Genetic locus on MWF rat chromosome 6 affects kidney damage in response to L-NAME treatment in spontaneously hypertensive rats

Schulz A, Schutten S, Schulte L, Kossmehl P, Nyengaard JR, Vetter R, Huber M, Kreutz R. Genetic locus on MWF rat chromosome 6 affects kidney damage in response to L-NAME treatment in spontaneously hypertensive rats. Physiol Genomics 42: 126-133, 2010. First published April 13, 2010; doi:10.1152/physiolgenomics.00036.2010.-A major quantitative trait locus (QTL) on rat chromosome (RNO) 6 was linked to albuminuria in Munich Wistar Fromter rats (MWF). We tested whether transfer of MWF RNO6 into the background of albuminuria-resistant spontaneously hypertensive rats (SHR) induces albuminuria in consomic SHR-6(MWF) animals. Male MWF, SHR, and SHR-6MWF were sham operated and treated between 6 and 24 wk of age with normal water (Sham) or with water containing 20 mg/l NG-nitro-L-arginine methyl ester (L-NAME) or unilaterally nephrectomized (Nx). Compared with SHR albuminuria was not increased in SHR-6MWF in both Sham and Nx groups. All animals survived the observation period in Sham and Nx groups, while premature mortality occurred from 12-14 wk on in L-NAME-treated SHR and SHR-6MWF compared with MWF L-NAME animals, in which survival was not affected (P < 0.005, respectively).

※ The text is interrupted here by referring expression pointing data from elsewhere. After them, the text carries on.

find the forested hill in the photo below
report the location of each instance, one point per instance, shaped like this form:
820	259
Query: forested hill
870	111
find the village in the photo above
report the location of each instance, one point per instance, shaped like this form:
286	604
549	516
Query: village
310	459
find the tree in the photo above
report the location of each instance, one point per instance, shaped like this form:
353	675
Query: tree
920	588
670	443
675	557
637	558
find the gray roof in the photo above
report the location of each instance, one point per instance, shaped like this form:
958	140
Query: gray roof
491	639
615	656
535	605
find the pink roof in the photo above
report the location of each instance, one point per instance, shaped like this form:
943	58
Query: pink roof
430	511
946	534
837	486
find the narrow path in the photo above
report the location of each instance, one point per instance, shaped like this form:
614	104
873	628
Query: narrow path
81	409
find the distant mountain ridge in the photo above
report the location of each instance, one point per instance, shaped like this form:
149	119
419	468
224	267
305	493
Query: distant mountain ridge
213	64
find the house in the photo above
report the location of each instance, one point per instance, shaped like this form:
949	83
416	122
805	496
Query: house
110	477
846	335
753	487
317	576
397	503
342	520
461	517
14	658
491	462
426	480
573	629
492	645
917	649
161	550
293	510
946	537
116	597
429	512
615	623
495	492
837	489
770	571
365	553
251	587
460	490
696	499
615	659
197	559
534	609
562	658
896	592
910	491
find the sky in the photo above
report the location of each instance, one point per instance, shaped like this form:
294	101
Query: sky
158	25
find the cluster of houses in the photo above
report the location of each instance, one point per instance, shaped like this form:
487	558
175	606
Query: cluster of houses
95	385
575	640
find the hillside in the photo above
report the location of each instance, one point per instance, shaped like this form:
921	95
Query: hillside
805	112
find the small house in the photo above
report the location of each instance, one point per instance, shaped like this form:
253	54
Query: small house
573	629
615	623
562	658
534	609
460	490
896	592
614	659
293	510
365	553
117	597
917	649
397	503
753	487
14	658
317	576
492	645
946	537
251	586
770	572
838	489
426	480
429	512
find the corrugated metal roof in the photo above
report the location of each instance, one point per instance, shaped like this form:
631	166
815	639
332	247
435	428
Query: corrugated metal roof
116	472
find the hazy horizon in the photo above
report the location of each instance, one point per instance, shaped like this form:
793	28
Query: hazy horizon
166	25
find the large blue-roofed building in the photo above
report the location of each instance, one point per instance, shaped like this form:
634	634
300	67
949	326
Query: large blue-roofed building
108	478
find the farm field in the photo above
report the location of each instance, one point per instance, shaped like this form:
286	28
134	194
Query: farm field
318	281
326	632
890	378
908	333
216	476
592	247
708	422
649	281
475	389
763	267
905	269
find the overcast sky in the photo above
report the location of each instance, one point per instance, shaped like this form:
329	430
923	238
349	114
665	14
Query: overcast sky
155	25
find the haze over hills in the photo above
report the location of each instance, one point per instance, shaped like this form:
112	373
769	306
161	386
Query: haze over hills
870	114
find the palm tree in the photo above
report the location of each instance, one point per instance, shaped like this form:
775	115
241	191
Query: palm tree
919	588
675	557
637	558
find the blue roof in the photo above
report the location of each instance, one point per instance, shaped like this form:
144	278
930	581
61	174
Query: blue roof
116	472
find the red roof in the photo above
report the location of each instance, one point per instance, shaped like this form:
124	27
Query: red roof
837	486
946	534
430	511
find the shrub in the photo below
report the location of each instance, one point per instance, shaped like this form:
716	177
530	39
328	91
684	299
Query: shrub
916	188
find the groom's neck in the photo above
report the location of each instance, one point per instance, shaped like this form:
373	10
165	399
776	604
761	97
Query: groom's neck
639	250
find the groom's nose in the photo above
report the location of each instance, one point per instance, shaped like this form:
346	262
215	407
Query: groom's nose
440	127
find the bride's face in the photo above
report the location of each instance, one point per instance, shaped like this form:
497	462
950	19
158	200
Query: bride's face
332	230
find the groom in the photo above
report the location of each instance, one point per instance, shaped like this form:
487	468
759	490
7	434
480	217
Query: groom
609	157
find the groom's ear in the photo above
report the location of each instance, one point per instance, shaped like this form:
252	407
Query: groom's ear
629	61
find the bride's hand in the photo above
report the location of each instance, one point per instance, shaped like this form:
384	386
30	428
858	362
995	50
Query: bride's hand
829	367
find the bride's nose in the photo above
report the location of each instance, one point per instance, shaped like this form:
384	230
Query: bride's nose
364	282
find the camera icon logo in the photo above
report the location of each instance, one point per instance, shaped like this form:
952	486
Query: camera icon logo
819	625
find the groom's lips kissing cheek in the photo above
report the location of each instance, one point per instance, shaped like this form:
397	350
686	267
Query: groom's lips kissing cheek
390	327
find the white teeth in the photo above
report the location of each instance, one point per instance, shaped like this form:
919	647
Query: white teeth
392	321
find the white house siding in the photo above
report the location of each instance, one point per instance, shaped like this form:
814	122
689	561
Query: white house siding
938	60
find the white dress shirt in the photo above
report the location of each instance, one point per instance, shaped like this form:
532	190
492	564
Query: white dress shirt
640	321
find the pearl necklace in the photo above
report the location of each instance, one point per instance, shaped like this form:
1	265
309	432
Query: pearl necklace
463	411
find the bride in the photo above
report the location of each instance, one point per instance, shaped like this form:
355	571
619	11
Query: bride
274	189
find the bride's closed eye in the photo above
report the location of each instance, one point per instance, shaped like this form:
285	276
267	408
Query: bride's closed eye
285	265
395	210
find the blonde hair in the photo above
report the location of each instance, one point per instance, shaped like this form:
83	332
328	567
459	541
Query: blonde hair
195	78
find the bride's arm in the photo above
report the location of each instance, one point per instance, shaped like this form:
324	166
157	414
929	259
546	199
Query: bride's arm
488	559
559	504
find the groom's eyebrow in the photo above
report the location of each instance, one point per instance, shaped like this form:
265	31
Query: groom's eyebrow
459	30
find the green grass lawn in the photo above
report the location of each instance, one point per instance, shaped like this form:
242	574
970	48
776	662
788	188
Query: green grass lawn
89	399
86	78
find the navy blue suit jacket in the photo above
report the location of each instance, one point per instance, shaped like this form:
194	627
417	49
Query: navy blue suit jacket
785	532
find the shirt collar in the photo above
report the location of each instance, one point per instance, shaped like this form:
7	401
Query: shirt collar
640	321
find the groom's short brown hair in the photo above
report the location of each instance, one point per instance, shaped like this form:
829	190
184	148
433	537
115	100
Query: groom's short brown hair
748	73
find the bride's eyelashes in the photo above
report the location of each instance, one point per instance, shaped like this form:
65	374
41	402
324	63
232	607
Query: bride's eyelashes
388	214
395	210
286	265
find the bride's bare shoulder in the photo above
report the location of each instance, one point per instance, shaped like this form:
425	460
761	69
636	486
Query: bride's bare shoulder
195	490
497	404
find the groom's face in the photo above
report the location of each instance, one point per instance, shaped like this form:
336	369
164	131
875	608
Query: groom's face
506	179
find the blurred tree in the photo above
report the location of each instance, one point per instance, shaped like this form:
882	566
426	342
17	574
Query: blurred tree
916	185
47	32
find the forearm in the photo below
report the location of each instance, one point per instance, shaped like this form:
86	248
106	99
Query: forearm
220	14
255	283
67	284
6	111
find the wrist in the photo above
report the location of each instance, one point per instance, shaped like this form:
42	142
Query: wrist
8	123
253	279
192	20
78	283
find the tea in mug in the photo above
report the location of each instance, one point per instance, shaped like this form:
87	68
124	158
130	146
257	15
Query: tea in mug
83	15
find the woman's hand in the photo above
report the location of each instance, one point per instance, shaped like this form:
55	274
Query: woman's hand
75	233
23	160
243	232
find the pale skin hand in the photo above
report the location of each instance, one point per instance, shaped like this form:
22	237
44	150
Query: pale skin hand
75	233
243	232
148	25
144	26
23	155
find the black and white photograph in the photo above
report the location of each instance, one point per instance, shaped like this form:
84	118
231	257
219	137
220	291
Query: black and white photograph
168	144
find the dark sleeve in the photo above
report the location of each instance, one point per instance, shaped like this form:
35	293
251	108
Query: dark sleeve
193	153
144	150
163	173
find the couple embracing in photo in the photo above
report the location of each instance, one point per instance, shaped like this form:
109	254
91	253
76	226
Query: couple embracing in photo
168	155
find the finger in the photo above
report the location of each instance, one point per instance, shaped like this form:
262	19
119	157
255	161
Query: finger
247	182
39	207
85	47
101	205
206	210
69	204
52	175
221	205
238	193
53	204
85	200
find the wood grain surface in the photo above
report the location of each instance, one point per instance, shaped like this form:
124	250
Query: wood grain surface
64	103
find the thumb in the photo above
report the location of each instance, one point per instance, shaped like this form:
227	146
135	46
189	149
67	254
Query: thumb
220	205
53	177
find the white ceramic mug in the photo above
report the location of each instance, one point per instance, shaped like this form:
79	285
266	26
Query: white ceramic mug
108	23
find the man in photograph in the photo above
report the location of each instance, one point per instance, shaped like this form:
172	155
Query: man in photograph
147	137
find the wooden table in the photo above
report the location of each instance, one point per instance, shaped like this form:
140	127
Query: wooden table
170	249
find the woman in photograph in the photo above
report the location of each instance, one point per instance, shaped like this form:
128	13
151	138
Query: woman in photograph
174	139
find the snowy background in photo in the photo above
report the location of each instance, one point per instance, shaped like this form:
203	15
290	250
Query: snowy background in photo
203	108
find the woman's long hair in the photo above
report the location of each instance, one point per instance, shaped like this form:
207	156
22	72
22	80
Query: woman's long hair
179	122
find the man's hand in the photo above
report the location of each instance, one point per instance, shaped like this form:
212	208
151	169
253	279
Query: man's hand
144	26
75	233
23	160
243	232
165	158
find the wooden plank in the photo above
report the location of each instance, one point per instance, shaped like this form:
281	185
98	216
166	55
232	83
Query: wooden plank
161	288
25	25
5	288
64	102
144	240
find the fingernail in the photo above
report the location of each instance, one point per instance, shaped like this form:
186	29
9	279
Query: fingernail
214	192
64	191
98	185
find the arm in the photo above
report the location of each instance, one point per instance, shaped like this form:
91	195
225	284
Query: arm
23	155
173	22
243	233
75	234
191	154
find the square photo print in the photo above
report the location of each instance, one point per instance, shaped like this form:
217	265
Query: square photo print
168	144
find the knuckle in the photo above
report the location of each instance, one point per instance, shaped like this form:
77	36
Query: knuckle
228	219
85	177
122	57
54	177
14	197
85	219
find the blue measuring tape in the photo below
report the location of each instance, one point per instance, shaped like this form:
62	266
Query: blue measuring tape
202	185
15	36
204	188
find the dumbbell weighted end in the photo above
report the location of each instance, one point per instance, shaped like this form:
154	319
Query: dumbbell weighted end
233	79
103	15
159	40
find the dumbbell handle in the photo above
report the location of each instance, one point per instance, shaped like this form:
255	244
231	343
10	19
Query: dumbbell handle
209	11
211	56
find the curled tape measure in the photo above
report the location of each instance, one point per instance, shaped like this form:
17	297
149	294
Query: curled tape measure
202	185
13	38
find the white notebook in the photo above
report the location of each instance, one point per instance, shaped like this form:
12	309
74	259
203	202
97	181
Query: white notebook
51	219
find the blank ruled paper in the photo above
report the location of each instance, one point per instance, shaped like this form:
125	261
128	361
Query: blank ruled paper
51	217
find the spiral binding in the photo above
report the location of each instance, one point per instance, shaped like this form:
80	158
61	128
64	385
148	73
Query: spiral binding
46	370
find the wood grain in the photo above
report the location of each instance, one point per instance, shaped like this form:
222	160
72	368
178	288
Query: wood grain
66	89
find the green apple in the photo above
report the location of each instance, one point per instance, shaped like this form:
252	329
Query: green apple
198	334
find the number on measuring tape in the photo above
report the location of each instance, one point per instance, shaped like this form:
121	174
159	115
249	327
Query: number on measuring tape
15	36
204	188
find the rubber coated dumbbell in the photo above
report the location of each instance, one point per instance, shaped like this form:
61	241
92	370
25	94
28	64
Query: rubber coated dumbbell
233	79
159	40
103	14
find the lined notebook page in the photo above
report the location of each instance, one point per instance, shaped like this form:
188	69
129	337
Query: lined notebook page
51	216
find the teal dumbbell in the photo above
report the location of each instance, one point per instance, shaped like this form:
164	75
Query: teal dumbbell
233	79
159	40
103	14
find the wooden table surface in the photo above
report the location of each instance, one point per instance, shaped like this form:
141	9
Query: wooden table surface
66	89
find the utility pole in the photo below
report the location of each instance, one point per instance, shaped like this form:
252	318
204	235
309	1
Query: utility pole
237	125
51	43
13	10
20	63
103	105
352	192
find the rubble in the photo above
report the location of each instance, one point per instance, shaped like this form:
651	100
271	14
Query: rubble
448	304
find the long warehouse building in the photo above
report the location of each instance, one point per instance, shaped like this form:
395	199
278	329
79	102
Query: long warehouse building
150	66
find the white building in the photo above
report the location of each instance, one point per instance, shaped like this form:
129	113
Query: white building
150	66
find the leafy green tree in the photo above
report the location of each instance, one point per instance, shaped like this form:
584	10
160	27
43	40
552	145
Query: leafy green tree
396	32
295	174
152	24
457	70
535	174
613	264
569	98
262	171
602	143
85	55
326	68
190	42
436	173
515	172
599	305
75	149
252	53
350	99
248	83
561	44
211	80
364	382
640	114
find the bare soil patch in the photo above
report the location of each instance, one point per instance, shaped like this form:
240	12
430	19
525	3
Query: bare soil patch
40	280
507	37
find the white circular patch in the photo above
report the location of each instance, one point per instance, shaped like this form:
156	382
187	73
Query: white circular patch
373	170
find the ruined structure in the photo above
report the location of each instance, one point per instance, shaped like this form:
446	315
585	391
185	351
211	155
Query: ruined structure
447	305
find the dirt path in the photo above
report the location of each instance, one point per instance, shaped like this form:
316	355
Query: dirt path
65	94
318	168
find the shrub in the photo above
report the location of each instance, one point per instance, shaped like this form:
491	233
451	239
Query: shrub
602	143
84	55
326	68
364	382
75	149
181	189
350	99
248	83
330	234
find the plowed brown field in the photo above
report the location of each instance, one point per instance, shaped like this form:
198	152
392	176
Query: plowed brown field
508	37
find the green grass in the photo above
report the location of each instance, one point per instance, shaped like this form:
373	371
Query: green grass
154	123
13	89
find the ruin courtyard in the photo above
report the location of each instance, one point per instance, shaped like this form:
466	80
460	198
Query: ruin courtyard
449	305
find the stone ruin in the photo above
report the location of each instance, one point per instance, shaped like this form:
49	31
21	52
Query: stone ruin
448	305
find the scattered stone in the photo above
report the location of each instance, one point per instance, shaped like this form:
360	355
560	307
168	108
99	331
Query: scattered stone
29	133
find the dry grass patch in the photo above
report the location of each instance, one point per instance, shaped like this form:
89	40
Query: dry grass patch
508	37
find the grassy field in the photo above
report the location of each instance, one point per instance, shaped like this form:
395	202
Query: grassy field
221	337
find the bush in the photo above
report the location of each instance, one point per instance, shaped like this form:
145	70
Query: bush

Subsequent further analysis of L-NAME-treated animals at 12 wk of age showed significantly increased arterial blood pressures in both SHR and SHR-6MWF compared with control (P < 0.05), with higher levels in SHR compared with consomics (P < 0.05). However, L-NAME-treated consomic animals demonstrated increased albuminuria compared with SHR (12.7 +/- 3.5 vs. 0.8 +/- 0.2 mg/24 h; P < 0.05) and an induction of tubulointerstitial structural injury and expression of neutrophil gelatinase-associated lipocalin mRNA (P < 0.05 vs. other strains). Our study demonstrates that isolation of the RNO6 albuminuria QTL from the MWF background and transfer into SHR fails to induce an albuminuria phenotype during normal conditions or after nephron reduction. Moreover, our data indicate that genes on RNO6 contribute to the development of L-NAME-induced renal damage in the SHR strain.